Ya ampun, nyari buktinya saja lama sekali. Dia nyimpan buktinya gak sih sebenarnya?
“Ah, ini dia.” Rangga berucap puas saat bukti videonya sudah ketemu.
“Kalian harus liat ini, saya merekamnya saat kalian membelakangiku, saya tahu arti tatapan kalian saat di bis pada waktu itu, karna saya selalu memperhatikan kalian, jadi kau menuduhku bukan?
Pertanyaan Rangga itu dengan cepat langsung mendapat anggukan dari keduanya.
“Ini, kau lihat sendiri pelaku yang sebenarnya.” ucapnya dengan menyodorkan ponselnya ke arah Ujang.

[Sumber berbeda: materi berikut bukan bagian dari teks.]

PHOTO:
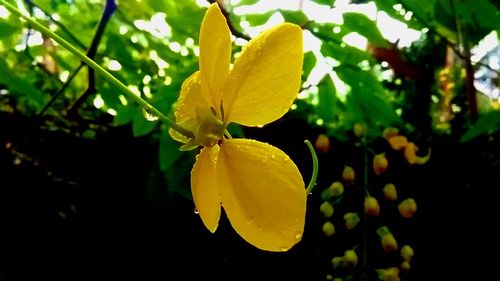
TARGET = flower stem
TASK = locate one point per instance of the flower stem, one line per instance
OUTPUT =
(99, 69)
(314, 176)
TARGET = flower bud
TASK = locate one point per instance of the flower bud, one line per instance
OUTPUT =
(407, 208)
(337, 261)
(351, 220)
(328, 229)
(388, 274)
(398, 142)
(350, 259)
(348, 174)
(322, 143)
(380, 163)
(407, 252)
(372, 208)
(405, 266)
(390, 192)
(390, 132)
(336, 189)
(327, 209)
(389, 243)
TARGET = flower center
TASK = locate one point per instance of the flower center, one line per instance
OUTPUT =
(210, 127)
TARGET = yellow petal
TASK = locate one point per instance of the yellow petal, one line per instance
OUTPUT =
(262, 193)
(215, 54)
(266, 77)
(204, 187)
(189, 99)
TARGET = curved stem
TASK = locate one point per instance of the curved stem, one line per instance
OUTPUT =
(99, 69)
(314, 176)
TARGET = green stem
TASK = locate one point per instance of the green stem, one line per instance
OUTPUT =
(99, 69)
(314, 176)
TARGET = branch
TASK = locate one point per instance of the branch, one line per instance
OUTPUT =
(469, 71)
(452, 45)
(61, 90)
(60, 25)
(109, 9)
(232, 28)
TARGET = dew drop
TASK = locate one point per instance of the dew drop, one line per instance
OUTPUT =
(150, 117)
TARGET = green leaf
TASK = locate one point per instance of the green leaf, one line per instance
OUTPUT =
(487, 123)
(369, 95)
(345, 53)
(327, 106)
(7, 29)
(259, 19)
(20, 86)
(308, 64)
(361, 24)
(324, 2)
(297, 17)
(140, 125)
(169, 151)
(125, 114)
(247, 2)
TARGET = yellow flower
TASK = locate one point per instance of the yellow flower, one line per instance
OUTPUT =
(259, 187)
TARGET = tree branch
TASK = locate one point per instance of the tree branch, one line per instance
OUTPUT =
(60, 25)
(448, 42)
(232, 28)
(108, 11)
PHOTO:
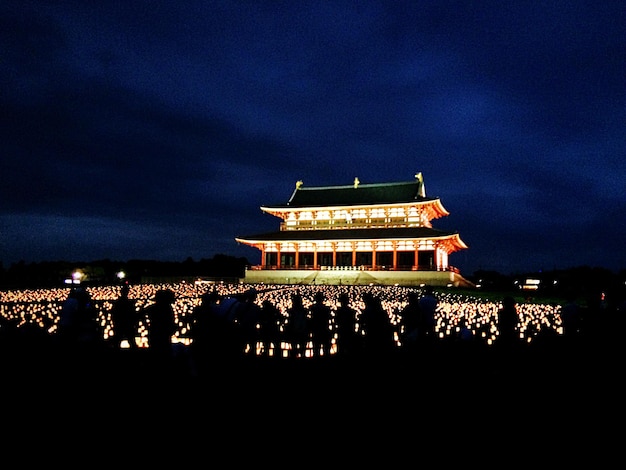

Dan tanpa butuh lama keduanya langsung menonton videonya.
Pencopet itu tampan dan berpenampilan rapi, bahkan pakaiannya terlihat seperti orang pekerja kantoran, tapi tidak disangkanya dibalik itu semua teryata aksinya sangat tidak terpuji.
Si pelaku dengan jeli mengedarkan tatapannya disekeliling bis, dan pada saat semua penumpang dianggapnya lengah, barulah sosok pencopet itu menjalankan aksinya dengan membuka resleting tas milik Asep dan mencuri dompetnya.
Setelah dompet sudah masuk kedalam tangannya, si pelaku dengan cerdik berseru pada sopir bis dan memintanya turun. Dan disitulah dompet Asep raib dibawa pelaku yang berhasil lolos.
Setelah selesai menonton bukti nyata itu, keduanya saling bertatap mata untuk beberapa lama, kemudian secara bersamaan beralih memandang wajah Rangga dengan penuh penilaian.
Teryata penampilan yang melulu seperti itu, tidak selalu dicap sebagai pencopet atau orang jahat. Itulah ungkapan isi hati Asep maupun Ujang saat menatap sosok Rangga.